In my former book, Theophilus, I wrote about all that Jesus began to do and to teach until the day he was taken up to heaven.

Luke continued his account. The Gospel told what Jesus began. Acts would tell what Jesus continued—through his Spirit, through his church. The story was not over; it was entering a new chapter.

After his suffering, he presented himself to them and gave many convincing proofs that he was alive. He appeared to them over a period of forty days and spoke about the kingdom of God.

Forty days. The risen Jesus appearing, disappearing, reappearing. Convincing proofs—eating fish, showing wounds, teaching Scripture. The resurrection was not rumor but repeated encounter. And his topic: the kingdom of God. The same message he had preached before the cross, now vindicated by the empty tomb.

On one occasion, while he was eating with them, he gave them this command: Do not leave Jerusalem, but wait for the gift my Father promised, which you have heard me speak about.

Wait. The hardest command for eager disciples. Don't scatter, don't start, don't act—wait. In Jerusalem, the city that had crucified their Lord. Wait for a gift. The Father had promised something.

For John baptized with water, but in a few days you will be baptized with the Holy Spirit.

John's baptism was preparation. What was coming would be completion. Not water but Spirit. Not external washing but internal transformation. A few days away.

Then they gathered around him and asked him, Lord, are you at this time going to restore the kingdom to Israel?

The question they had been holding. Now? Is this the moment? The kingdom restored to Israel? They still imagined thrones and territories, Roman expulsion, Davidic restoration.

He said to them: It is not for you to know the times or dates the Father has set by his own authority.

Not for you to know. The timing belonged to the Father. The disciples' job was not calendar calculation but faithful obedience.
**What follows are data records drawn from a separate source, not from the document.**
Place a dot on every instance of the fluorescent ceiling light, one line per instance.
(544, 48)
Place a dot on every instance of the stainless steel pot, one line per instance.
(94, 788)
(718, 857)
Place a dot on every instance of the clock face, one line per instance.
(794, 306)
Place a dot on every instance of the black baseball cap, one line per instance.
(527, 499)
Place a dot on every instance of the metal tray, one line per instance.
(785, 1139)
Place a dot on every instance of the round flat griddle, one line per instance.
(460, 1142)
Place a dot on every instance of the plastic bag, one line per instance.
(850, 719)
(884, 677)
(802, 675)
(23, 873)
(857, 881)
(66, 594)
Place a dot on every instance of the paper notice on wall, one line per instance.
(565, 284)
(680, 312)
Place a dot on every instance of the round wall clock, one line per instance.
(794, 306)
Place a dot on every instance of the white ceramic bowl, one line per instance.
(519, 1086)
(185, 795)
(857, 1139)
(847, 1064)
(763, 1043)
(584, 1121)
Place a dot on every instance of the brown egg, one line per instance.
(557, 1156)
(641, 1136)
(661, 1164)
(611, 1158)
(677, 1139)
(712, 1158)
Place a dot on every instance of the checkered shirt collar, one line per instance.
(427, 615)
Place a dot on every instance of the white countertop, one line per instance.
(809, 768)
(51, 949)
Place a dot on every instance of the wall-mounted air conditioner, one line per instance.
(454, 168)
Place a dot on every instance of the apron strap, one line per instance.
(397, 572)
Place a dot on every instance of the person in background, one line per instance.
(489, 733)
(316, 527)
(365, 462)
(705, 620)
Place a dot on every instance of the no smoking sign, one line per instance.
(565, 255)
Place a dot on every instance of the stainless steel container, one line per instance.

But you will receive power when the Holy Spirit comes on you; and you will be my witnesses in Jerusalem, and in all Judea and Samaria, and to the ends of the earth.

The mission statement. Power coming—not political power but Spirit power. Witnesses—not conquerors but testifiers. The geography of mission: Jerusalem first, then Judea and Samaria, then the ends of the earth. The book of Acts would follow this outline exactly.
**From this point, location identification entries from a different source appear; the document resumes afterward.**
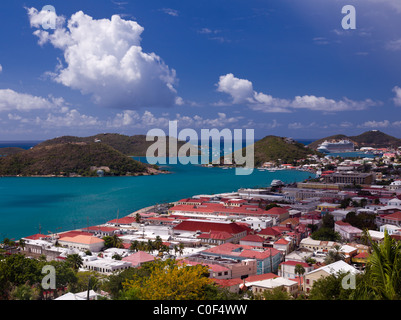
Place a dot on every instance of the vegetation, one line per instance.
(361, 220)
(169, 280)
(374, 138)
(9, 151)
(273, 148)
(70, 158)
(128, 145)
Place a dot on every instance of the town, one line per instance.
(252, 242)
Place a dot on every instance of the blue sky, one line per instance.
(283, 67)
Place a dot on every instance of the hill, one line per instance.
(128, 145)
(376, 138)
(9, 150)
(64, 159)
(315, 144)
(273, 148)
(373, 138)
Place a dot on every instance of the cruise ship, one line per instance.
(339, 146)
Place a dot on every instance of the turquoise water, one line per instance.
(355, 154)
(30, 205)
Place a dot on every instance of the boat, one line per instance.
(336, 146)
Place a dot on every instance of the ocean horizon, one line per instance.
(30, 205)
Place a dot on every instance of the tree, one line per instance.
(331, 288)
(328, 221)
(326, 234)
(169, 280)
(25, 292)
(382, 279)
(137, 218)
(74, 261)
(134, 245)
(334, 255)
(300, 271)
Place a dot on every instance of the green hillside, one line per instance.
(376, 138)
(128, 145)
(9, 150)
(67, 158)
(373, 138)
(274, 149)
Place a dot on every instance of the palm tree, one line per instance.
(181, 248)
(134, 245)
(299, 270)
(75, 261)
(383, 270)
(137, 218)
(150, 246)
(21, 243)
(158, 243)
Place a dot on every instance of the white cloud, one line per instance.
(131, 118)
(242, 92)
(11, 100)
(397, 98)
(375, 124)
(104, 59)
(71, 118)
(170, 12)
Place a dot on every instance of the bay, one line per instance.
(30, 205)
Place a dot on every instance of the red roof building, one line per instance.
(267, 259)
(206, 226)
(253, 240)
(218, 209)
(139, 258)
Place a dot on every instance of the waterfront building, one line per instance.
(267, 259)
(325, 271)
(83, 243)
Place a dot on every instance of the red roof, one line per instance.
(36, 236)
(342, 223)
(282, 241)
(217, 235)
(277, 211)
(123, 220)
(253, 238)
(294, 263)
(362, 255)
(74, 233)
(396, 216)
(208, 226)
(270, 231)
(219, 208)
(244, 251)
(99, 228)
(228, 282)
(260, 277)
(139, 257)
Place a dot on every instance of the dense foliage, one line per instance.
(68, 158)
(272, 148)
(128, 145)
(375, 138)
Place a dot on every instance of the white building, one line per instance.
(258, 287)
(390, 229)
(106, 266)
(82, 242)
After he said this, he was taken up before their very eyes, and a cloud hid him from their sight.

Taken up. Not walking away, not fading out—ascending. Before their very eyes—they watched it happen. Rising from the ground, rising through the air, rising until a cloud received him. The cloud of God's presence, the same cloud that led Israel, that filled the tabernacle, that overshadowed the transfiguration—that cloud took him.
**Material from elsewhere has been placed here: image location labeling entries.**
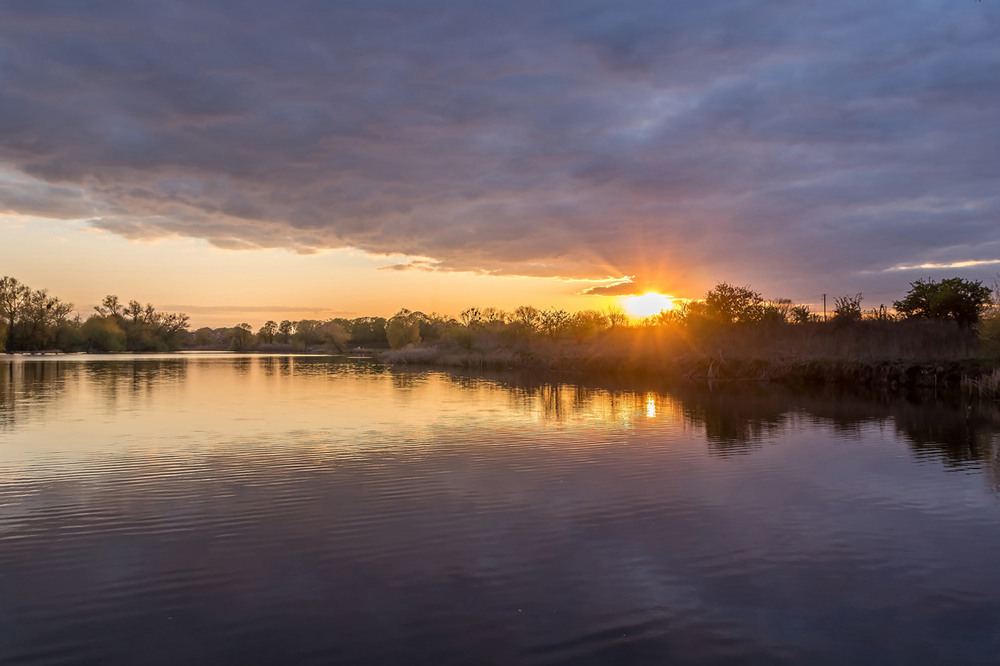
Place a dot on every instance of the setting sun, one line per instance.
(647, 305)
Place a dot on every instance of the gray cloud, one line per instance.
(799, 147)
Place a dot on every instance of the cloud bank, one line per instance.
(774, 142)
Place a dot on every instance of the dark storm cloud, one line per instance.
(800, 146)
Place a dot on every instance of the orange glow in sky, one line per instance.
(647, 305)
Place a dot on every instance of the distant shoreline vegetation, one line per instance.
(733, 332)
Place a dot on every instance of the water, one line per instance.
(272, 510)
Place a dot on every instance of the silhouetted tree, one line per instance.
(728, 304)
(403, 328)
(847, 309)
(268, 331)
(954, 298)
They were looking intently up into the sky as he was going, when suddenly two men dressed in white stood beside them.

Still staring upward. Necks craned. Eyes fixed on the sky where he had disappeared. And then—two figures in white. Angels, as at the tomb.

Men of Galilee, they said, why do you stand here looking into the sky? This same Jesus, who has been taken from you into heaven, will come back in the same way you have seen him go into heaven.

The gentle rebuke. Why are you staring? He's coming back. The same Jesus—not a different one, not a spiritual idea, but this same Jesus. The way he went—visibly, bodily, on the clouds—is the way he returns.

The disciples had watched him die. They had seen him risen. Now they watched him ascend. And they received the promise: he would return.

The story was not ending. It was just beginning. Jerusalem waited. The Spirit was coming. The ends of the earth would hear.